Un certain nombre d'éléments sont transposables au cas girondin pour assurer :

- le succès commercial du tram-train (garantir le confort des rames, le cadencement, le niveau de service indifférencié en heures de pointe/heures creuses/week-end…) ;

- l'exploitation (prolonger des lignes existantes avec des capacités accrues pour la desserte des territoires périurbains les plus éloignés, tout en maintenant des temps de parcours performants) ;

- la planification pérenne des réseaux de transports collectifs sur le long terme (durée de 20 ans) ;

- une politique de stationnement en périphérie par l'aménagement ponctuel de parcs-relais situés à proximité immédiate des gares ferroviaires, condition du rabattement ;

- l’intégration des modes doux dans les projets d'aménagement (en cœur d'îlot, le long des axes de transports en commun, etc.) ;

- l’utilisation du réseau tram-train pour structurer l'urbanisation (en chapelet ou par polarisation le long des axes).

Un certain nombre d'éléments sont difficilement transposables à l’agglomération bordelaise. Le modèle vertueux de Karlsruhe est pleinement efficace dans une configuration caractérisée par des polarités urbaines suffisamment vastes et organisées en chapelet, pour laquelle les dessertes de TC sont performantes et rentables. Or les territoires périurbains girondins, souvent fragmentés et dispersés, se prêtent beaucoup moins bien à la desserte par tram-train.

§ 2 – Des corridors prioritaires de densification : le réseau du tramway bordelais

La construction du tramway bordelais a pleinement contribué à rendre l’hypercentre à nouveau attractif. Deux principes d’aménagement ont été retenus pour atteindre cet objectif.

Le premier consistait à prendre en compte la zone de recrutement des stations, plutôt large si on la compare à d’autres modes de transport. Le tramway influence l’environnement davantage que les bus. Les zones de recrutement des stations génèrent un continuum d’attraction le long de la ligne : ce sont les corridors du tramway (ils sont représentés de manière synthétique et sans échelle).

Zones de recrutement générées par une ligne de bus autour des stations :

Zones de recrutement générées par une ligne de tramway autour des stations :

L’attraction exercée par le tramway est censée susciter une adhésion des voyageurs. C’est ainsi que le développement du tramway à Bordeaux est passé d’une stricte logique de transport à une logique d’habitat (voir Carte 32 ci-après).

Le tramway de Bordeaux a retenu dans son tracé les zones fortement équipées ou densément urbanisées. La desserte a donc privilégié l’existant afin que les utilisateurs soient attirés par ce TCSP et effectuent ainsi un report modal.

Toutes ses lignes convergent vers le centre historique de Bordeaux. La densité s’intensifie dans un périmètre où se croisent les trois lignes de tramways.

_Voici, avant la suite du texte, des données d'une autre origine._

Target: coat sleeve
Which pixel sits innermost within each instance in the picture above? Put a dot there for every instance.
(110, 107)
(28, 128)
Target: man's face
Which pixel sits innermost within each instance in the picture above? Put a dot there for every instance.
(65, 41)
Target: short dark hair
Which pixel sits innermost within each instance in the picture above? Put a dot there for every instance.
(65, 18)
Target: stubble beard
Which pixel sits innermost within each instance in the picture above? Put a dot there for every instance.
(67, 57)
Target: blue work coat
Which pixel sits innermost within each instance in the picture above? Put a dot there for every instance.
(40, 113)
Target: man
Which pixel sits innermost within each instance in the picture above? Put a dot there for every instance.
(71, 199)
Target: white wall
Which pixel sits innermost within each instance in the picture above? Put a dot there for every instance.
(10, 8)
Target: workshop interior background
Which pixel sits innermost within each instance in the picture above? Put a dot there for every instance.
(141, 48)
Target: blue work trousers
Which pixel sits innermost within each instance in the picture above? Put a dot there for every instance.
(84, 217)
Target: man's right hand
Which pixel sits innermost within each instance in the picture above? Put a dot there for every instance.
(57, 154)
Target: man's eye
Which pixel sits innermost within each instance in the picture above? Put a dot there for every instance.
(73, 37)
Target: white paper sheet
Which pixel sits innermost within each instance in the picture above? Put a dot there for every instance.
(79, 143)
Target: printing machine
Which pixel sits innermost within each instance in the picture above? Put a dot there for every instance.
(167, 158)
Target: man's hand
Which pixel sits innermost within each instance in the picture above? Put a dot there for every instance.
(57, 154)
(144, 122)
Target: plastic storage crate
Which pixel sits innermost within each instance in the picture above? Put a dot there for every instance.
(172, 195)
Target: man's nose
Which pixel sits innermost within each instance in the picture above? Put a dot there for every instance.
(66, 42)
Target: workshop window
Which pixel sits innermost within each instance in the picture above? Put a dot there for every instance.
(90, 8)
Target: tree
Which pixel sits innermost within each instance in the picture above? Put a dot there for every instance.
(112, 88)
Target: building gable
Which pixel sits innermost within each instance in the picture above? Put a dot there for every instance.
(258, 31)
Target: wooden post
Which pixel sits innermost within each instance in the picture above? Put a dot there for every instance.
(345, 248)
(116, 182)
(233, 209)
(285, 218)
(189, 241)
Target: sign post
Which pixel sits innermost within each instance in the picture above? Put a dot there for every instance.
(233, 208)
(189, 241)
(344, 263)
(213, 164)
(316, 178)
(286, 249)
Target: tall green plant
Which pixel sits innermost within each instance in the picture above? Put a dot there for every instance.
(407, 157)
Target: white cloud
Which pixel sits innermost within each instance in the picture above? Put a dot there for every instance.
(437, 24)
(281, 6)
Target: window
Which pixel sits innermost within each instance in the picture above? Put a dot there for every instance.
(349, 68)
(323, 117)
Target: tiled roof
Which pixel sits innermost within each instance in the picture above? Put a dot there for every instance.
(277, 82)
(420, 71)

Cette zone s’étend des Chartrons à la Victoire et à la gare Saint-Jean via les Quinconces, et du quartier Mériadeck à la Place Stalingrad (rive droite).

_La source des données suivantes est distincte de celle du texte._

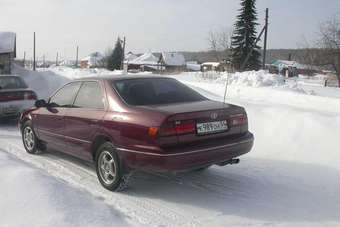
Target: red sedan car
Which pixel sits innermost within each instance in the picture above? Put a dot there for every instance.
(129, 123)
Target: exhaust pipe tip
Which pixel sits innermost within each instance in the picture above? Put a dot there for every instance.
(233, 161)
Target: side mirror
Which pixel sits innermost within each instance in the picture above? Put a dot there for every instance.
(40, 103)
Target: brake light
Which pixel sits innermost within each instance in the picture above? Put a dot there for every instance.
(238, 119)
(153, 132)
(177, 128)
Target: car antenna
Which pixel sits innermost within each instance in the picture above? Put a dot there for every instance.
(226, 89)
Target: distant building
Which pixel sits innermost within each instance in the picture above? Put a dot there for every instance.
(94, 60)
(211, 66)
(7, 51)
(130, 57)
(172, 61)
(145, 62)
(193, 66)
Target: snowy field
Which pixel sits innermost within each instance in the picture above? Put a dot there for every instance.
(290, 178)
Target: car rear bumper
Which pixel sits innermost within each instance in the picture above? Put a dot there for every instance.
(189, 157)
(14, 108)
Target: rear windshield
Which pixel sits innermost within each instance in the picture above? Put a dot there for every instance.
(155, 91)
(10, 82)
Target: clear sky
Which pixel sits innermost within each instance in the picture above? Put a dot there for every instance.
(156, 25)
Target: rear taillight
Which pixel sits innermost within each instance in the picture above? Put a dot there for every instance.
(238, 119)
(178, 128)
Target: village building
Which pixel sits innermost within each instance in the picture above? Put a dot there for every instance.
(94, 60)
(211, 66)
(130, 57)
(7, 51)
(292, 68)
(145, 62)
(172, 61)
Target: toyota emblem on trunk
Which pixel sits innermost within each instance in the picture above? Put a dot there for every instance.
(214, 116)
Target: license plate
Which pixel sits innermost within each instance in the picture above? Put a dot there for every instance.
(11, 110)
(212, 127)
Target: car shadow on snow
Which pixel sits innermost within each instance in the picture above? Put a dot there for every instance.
(267, 190)
(260, 189)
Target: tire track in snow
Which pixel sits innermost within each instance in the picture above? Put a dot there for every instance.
(145, 211)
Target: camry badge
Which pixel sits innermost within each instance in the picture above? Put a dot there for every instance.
(214, 116)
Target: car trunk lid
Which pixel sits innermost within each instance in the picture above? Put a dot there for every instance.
(198, 121)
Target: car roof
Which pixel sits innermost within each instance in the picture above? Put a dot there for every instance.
(5, 75)
(122, 77)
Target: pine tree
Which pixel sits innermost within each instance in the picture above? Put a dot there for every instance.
(244, 38)
(114, 60)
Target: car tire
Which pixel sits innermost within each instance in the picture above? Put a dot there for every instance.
(110, 171)
(29, 138)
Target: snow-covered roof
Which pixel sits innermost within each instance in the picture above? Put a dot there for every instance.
(145, 59)
(130, 56)
(173, 58)
(7, 42)
(94, 59)
(193, 66)
(285, 63)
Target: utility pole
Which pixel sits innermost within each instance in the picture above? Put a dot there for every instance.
(265, 41)
(77, 57)
(123, 54)
(56, 60)
(34, 51)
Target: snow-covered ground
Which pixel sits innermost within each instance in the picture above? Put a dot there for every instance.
(291, 177)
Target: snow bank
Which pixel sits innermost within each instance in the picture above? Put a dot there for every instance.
(44, 83)
(253, 79)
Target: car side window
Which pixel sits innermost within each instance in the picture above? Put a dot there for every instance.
(90, 96)
(65, 96)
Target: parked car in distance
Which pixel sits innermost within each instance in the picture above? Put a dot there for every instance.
(15, 96)
(126, 123)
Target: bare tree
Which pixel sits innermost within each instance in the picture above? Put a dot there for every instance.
(219, 42)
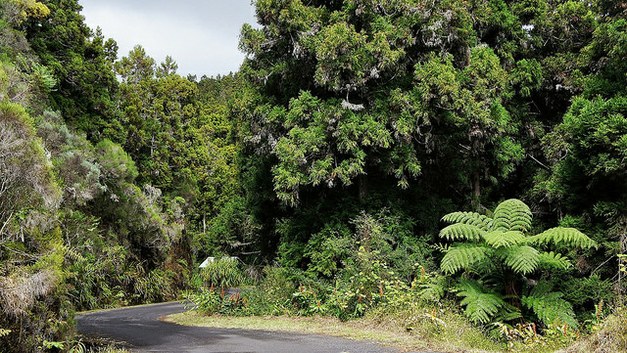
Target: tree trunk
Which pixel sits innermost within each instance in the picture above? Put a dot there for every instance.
(476, 191)
(362, 183)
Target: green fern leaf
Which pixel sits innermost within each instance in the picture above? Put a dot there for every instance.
(554, 260)
(550, 308)
(463, 231)
(522, 259)
(481, 304)
(471, 218)
(499, 239)
(463, 257)
(563, 236)
(512, 215)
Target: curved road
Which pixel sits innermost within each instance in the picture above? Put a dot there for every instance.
(141, 328)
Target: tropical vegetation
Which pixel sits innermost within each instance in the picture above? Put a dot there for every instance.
(438, 162)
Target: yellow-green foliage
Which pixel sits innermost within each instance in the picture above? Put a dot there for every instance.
(610, 336)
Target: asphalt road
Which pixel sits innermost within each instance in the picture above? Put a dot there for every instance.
(142, 330)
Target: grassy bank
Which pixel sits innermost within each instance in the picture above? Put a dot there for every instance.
(447, 333)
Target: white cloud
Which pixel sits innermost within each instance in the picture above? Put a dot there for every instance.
(200, 35)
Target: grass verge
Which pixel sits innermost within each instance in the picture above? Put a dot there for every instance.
(421, 331)
(364, 329)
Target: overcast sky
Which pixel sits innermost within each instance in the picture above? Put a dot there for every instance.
(201, 35)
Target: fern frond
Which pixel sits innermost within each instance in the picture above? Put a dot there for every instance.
(471, 218)
(563, 236)
(550, 308)
(522, 259)
(512, 215)
(481, 304)
(462, 257)
(499, 239)
(554, 260)
(463, 231)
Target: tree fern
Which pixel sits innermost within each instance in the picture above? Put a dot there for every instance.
(522, 259)
(554, 260)
(462, 257)
(499, 239)
(461, 231)
(563, 236)
(471, 218)
(481, 304)
(512, 215)
(550, 308)
(499, 251)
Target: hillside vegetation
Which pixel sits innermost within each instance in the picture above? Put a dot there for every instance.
(431, 165)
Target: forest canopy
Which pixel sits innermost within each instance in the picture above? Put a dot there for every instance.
(366, 153)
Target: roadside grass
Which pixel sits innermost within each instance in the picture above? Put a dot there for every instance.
(610, 336)
(448, 332)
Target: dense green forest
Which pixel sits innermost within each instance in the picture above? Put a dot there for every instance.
(368, 155)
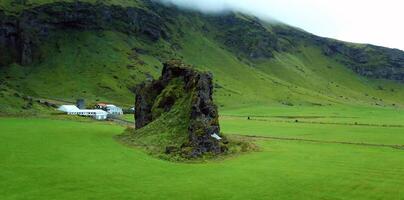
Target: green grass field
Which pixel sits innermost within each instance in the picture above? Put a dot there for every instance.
(62, 159)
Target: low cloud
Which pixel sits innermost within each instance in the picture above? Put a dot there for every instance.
(377, 22)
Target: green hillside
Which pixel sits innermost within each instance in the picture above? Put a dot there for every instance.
(254, 62)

Carte 32 - Corridors de densification du tramway

Source : a’urba, PLU, 2000.

A la faveur de la construction du tramway (à partir de 1995), une politique de renouvellement urbain très volontariste s’est engagée. Elle constitue le second principe organisateur du développement de Bordeaux.

L’objectif était de faire bénéficier ces corridors de gains de population. Ce phénomène s’est concrétisé par l’intérêt retrouvé pour le centre-ville. L’urbanisation des quartiers, le long des lignes du tramway, a de même été fortement dynamisée : programme d’amélioration de l’habitat ; constructions neuves ; aménagement d’espaces publics ; création d’équipements… Sans s’appuyer sur des contrats d’axes, cette politique a permis de créer de véritables corridors de densification le long des lignes de tramway, en redynamisant un centre historique qui se vidait peu à peu de sa population et de ses activités depuis plusieurs décennies.